This fact was made apparent to Christie one evening when she went down to the weekly gathering in one of the melancholy moods which sometimes oppressed her. She felt dissatisfied with herself because her interest in all things began to flag, and a restless longing for some new excitement to break up the monotonous pain of her inner life possessed her. Being still a little shy in company, she slipped quietly into a recess which commanded a view of both rooms, and sat looking listlessly about her while waiting for David, who seldom failed to come.

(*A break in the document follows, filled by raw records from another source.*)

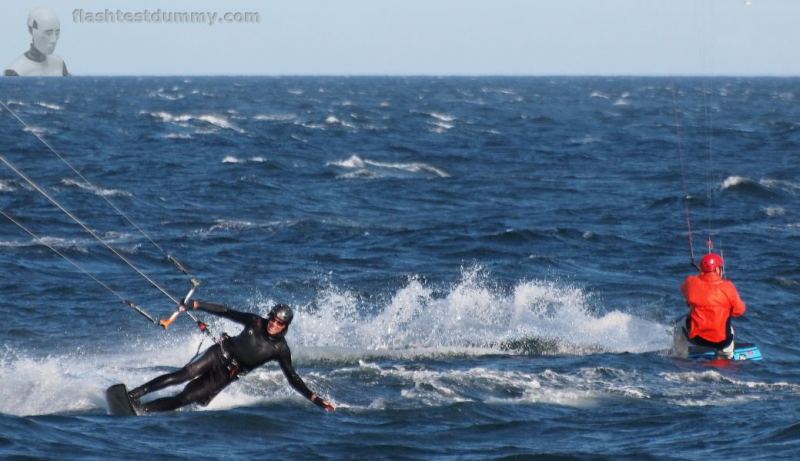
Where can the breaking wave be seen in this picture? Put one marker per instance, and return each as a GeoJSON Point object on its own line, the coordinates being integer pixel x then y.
{"type": "Point", "coordinates": [360, 167]}
{"type": "Point", "coordinates": [95, 189]}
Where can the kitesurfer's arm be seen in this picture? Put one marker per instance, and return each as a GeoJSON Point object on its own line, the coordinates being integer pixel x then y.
{"type": "Point", "coordinates": [737, 305]}
{"type": "Point", "coordinates": [285, 361]}
{"type": "Point", "coordinates": [223, 311]}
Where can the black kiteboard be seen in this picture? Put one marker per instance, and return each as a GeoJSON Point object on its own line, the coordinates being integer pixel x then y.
{"type": "Point", "coordinates": [119, 404]}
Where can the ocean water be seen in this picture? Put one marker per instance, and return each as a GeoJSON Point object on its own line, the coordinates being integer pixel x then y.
{"type": "Point", "coordinates": [482, 268]}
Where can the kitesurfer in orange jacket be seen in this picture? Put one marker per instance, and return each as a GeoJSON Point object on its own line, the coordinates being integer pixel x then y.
{"type": "Point", "coordinates": [713, 300]}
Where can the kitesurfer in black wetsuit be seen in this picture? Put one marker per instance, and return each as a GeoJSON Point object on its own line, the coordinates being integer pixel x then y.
{"type": "Point", "coordinates": [261, 341]}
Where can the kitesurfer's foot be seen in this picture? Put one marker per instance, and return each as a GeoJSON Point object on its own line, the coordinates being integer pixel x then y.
{"type": "Point", "coordinates": [137, 394]}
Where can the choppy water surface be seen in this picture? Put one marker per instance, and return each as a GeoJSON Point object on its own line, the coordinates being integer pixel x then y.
{"type": "Point", "coordinates": [483, 268]}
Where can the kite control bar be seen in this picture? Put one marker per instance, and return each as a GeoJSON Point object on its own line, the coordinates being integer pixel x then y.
{"type": "Point", "coordinates": [166, 323]}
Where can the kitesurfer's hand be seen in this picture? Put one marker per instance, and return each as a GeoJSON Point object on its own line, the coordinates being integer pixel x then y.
{"type": "Point", "coordinates": [184, 305]}
{"type": "Point", "coordinates": [322, 403]}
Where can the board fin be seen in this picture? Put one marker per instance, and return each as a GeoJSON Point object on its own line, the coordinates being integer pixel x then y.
{"type": "Point", "coordinates": [119, 404]}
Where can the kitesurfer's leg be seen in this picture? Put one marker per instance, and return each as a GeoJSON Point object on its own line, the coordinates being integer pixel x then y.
{"type": "Point", "coordinates": [190, 371]}
{"type": "Point", "coordinates": [201, 390]}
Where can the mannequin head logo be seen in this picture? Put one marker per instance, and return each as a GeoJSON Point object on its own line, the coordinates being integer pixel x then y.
{"type": "Point", "coordinates": [44, 28]}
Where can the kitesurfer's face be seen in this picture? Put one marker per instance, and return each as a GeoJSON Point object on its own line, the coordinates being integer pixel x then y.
{"type": "Point", "coordinates": [45, 35]}
{"type": "Point", "coordinates": [275, 326]}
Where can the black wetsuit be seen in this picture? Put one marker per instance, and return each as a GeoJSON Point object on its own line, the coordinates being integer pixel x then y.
{"type": "Point", "coordinates": [222, 363]}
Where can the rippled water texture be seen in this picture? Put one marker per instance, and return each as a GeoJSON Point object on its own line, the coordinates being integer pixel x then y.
{"type": "Point", "coordinates": [483, 268]}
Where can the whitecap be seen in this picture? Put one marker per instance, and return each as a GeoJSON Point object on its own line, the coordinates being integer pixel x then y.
{"type": "Point", "coordinates": [733, 181]}
{"type": "Point", "coordinates": [385, 168]}
{"type": "Point", "coordinates": [787, 186]}
{"type": "Point", "coordinates": [442, 116]}
{"type": "Point", "coordinates": [7, 185]}
{"type": "Point", "coordinates": [774, 211]}
{"type": "Point", "coordinates": [51, 106]}
{"type": "Point", "coordinates": [95, 189]}
{"type": "Point", "coordinates": [473, 314]}
{"type": "Point", "coordinates": [177, 136]}
{"type": "Point", "coordinates": [274, 117]}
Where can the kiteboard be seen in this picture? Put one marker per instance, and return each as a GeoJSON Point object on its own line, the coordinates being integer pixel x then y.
{"type": "Point", "coordinates": [681, 347]}
{"type": "Point", "coordinates": [741, 351]}
{"type": "Point", "coordinates": [119, 404]}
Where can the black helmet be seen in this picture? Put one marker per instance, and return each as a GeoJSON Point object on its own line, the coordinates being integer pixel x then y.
{"type": "Point", "coordinates": [281, 312]}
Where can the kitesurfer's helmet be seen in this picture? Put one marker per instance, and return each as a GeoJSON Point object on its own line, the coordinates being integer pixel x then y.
{"type": "Point", "coordinates": [281, 312]}
{"type": "Point", "coordinates": [44, 28]}
{"type": "Point", "coordinates": [711, 262]}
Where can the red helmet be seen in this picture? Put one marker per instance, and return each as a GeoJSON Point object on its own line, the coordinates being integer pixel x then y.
{"type": "Point", "coordinates": [710, 262]}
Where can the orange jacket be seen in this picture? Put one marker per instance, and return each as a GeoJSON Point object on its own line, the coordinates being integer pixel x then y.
{"type": "Point", "coordinates": [712, 300]}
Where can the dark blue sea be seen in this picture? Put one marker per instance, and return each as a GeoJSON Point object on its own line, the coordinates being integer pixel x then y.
{"type": "Point", "coordinates": [482, 268]}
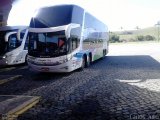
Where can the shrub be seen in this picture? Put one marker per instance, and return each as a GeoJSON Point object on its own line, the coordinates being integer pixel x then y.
{"type": "Point", "coordinates": [114, 38]}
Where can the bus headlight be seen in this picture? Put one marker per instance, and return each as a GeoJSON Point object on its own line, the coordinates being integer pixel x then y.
{"type": "Point", "coordinates": [4, 57]}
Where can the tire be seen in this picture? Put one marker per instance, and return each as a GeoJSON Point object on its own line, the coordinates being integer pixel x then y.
{"type": "Point", "coordinates": [26, 60]}
{"type": "Point", "coordinates": [89, 60]}
{"type": "Point", "coordinates": [104, 53]}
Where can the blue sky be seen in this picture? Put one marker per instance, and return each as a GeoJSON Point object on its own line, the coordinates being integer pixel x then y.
{"type": "Point", "coordinates": [115, 13]}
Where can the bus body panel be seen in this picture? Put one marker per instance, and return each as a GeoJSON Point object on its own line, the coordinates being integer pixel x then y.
{"type": "Point", "coordinates": [16, 55]}
{"type": "Point", "coordinates": [85, 36]}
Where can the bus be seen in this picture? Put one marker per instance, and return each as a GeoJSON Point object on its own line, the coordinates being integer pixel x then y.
{"type": "Point", "coordinates": [64, 38]}
{"type": "Point", "coordinates": [13, 45]}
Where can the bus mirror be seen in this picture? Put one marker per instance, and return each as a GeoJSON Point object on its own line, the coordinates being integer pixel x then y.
{"type": "Point", "coordinates": [8, 35]}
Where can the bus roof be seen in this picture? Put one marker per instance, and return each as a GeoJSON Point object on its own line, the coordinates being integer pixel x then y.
{"type": "Point", "coordinates": [6, 28]}
{"type": "Point", "coordinates": [58, 15]}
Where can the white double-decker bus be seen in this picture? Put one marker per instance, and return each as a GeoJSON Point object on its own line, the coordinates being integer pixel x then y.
{"type": "Point", "coordinates": [13, 45]}
{"type": "Point", "coordinates": [64, 38]}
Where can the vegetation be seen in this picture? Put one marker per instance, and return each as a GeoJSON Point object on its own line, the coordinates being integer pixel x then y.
{"type": "Point", "coordinates": [148, 34]}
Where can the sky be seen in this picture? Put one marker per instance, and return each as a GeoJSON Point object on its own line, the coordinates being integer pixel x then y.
{"type": "Point", "coordinates": [116, 14]}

A curious collection of fellow-beings was before her, and at another time she would have found much to interest and amuse her. In one corner a newly imported German with an Orson-like head, thumb-ring, and the fragrance of many meerschaums still hovering about him, was hammering away upon some disputed point with a scientific Frenchman, whose national politeness was only equalled by his national volubility. A prominent statesman was talking with a fugitive slave; a young poet getting inspiration from the face and voice of a handsome girl who had earned the right to put M. D. to her name. An old philosopher was calming the ardor of several rampant radicals, and a famous singer was comforting the heart of an Italian exile by talking politics in his own melodious tongue.
There were plenty of reformers: some as truculent as Martin Luther; others as beaming and benevolent as if the pelting of the world had only mellowed them, and no amount of denunciatory thunder could sour the milk of human kindness creaming in their happy hearts. There were eager women just beginning their protest against the wrongs that had wrecked their peace; subdued women who had been worsted in the unequal conflict and given it up; resolute women with “No surrender” written all over their strong-minded countenances; and sweet, hopeful women, whose faith in God and man nothing could shake or sadden.
But to Christie there was only one face worth looking at till David came, and that was Mr. Power’s; for he was a perfect host, and pervaded the rooms like a genial atmosphere, using the welcome of eye and hand which needs no language to interpret it, giving to each guest the intellectual fare he loved, and making their enjoyment his own.
“Bless the dear man! what should we all do without him?” thought Christie, following him with grateful eyes, as he led an awkward youth in rusty black to the statesman whom it had been the desire of his ambitious soul to meet.
The next minute she proved that she at least could do without the “dear man;” for David entered the room, and she forgot all about him. Here and at church were the only places where the friends had met during these months, except one or two short visits to the little house in the lane when Christie devoted herself to Mrs. Sterling.
David was quite unchanged, though once or twice Christie fancied he seemed ill at ease with her, and immediately tormented herself with the idea that some alteration in her own manner had perplexed or offended him. She did her best to be as frank and cordial as in the happy old days; but it was impossible, and she soon gave it up, assuming in the place of that former friendliness, a grave and quiet manner which would have led a wiser man than David to believe her busied with her own affairs and rather indifferent to every thing else.
If he had known how her heart danced in her bosom, her eyes brightened, and all the world became endurable, the moment he appeared, he would not have been so long in joining her, nor have doubted what welcome awaited him.
As it was, he stopped to speak to his host; and, before he reappeared, Christie had found the excitement she had been longing for.
“Now some bore will keep him an hour, and the evening is so short,” she thought, with a pang of disappointment; and, turning her eyes away from the crowd which had swallowed up her heart’s desire, they fell upon a gentleman just entering, and remained fixed with an expression of unutterable surprise; for there, elegant, calm, and cool as ever, stood Mr. Fletcher.